Legal Literacy - This article discusses the theory of state administrative law. The field of state administration can be seen from the development of these theories as follows.

1. Theory of State Administrative Law: Ekapraja Theory (Ekatantra)

In the 14th and 15th centuries, the system of government in general, especially in Europe, was an absolute monarchy, where all state power was in one hand, namely the king. In this absolute monarchy, administration as state administrative law that makes regulations (legislative) and implements (executive) and maintains state administrative law in the sense of supervising (judicial) all rests with the king, for his benefit. The system of government of state administrative law is centralized and concentrated. In a concentration system, other state apparatuses are assistants to the king, so they may not take their own initiative in carrying out their functions.

Therefore, there is only one kind of power, namely the power of the king, so the government of state administrative law is often called the government of state administrative law Eka Praja.
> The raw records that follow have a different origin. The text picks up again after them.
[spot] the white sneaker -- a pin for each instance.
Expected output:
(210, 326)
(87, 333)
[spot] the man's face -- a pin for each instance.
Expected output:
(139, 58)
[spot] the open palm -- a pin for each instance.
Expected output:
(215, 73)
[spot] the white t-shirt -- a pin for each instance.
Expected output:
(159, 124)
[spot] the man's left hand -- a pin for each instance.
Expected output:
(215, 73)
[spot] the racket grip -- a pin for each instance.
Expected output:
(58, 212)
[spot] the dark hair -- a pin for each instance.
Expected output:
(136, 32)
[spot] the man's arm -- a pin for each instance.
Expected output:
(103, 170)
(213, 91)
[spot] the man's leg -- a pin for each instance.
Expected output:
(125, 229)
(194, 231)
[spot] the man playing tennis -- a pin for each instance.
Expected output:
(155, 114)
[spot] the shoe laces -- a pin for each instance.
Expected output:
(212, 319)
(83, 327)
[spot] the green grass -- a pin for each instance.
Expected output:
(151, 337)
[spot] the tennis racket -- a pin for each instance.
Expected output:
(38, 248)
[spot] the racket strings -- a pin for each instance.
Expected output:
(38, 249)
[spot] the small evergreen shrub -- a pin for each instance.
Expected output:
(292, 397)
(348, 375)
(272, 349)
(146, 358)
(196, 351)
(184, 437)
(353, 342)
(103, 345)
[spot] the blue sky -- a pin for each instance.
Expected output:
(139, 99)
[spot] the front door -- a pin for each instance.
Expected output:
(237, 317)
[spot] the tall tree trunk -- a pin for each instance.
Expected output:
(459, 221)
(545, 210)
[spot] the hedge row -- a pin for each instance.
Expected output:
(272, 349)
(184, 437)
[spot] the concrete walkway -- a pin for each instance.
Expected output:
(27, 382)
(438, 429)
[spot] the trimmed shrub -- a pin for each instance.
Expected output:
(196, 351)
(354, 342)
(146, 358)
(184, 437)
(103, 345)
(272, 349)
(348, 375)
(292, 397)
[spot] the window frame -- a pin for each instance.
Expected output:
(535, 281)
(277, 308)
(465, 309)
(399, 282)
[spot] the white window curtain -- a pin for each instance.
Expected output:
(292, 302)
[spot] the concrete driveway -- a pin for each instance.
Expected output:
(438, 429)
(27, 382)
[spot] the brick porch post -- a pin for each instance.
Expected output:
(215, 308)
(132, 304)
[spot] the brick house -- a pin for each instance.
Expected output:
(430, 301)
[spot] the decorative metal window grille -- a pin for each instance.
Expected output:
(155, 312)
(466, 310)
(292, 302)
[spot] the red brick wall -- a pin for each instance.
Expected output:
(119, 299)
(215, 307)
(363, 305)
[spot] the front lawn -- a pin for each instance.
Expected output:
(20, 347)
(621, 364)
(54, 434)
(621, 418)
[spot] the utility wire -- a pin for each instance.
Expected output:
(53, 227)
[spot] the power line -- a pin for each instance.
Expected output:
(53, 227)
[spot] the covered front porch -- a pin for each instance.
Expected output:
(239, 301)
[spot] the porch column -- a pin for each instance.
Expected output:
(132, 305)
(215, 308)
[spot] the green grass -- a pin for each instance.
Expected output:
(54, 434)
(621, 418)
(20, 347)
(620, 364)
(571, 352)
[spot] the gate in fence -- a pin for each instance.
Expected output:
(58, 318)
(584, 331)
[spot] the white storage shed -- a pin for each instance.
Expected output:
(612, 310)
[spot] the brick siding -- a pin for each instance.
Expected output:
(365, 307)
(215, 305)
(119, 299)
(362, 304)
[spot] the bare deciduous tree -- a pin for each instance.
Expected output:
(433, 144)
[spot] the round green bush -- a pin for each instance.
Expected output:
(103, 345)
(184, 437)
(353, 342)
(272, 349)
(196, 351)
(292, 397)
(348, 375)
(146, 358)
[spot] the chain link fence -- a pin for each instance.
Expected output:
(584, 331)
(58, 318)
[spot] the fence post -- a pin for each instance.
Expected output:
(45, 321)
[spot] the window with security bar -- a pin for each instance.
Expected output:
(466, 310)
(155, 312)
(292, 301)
In such a country, the king can do and act arbitrarily, which results in the freedom and independence of citizens being suppressed and narrowed. The rights and freedoms of citizens are not recognized at all.

As a result of the king's arbitrary actions and deeds, thinkers and scholars of state and law emerged who wanted to break through the system of absolute monarchy state administrative law and desired a system that recognized and guaranteed individual rights and was guaranteed and protected by law.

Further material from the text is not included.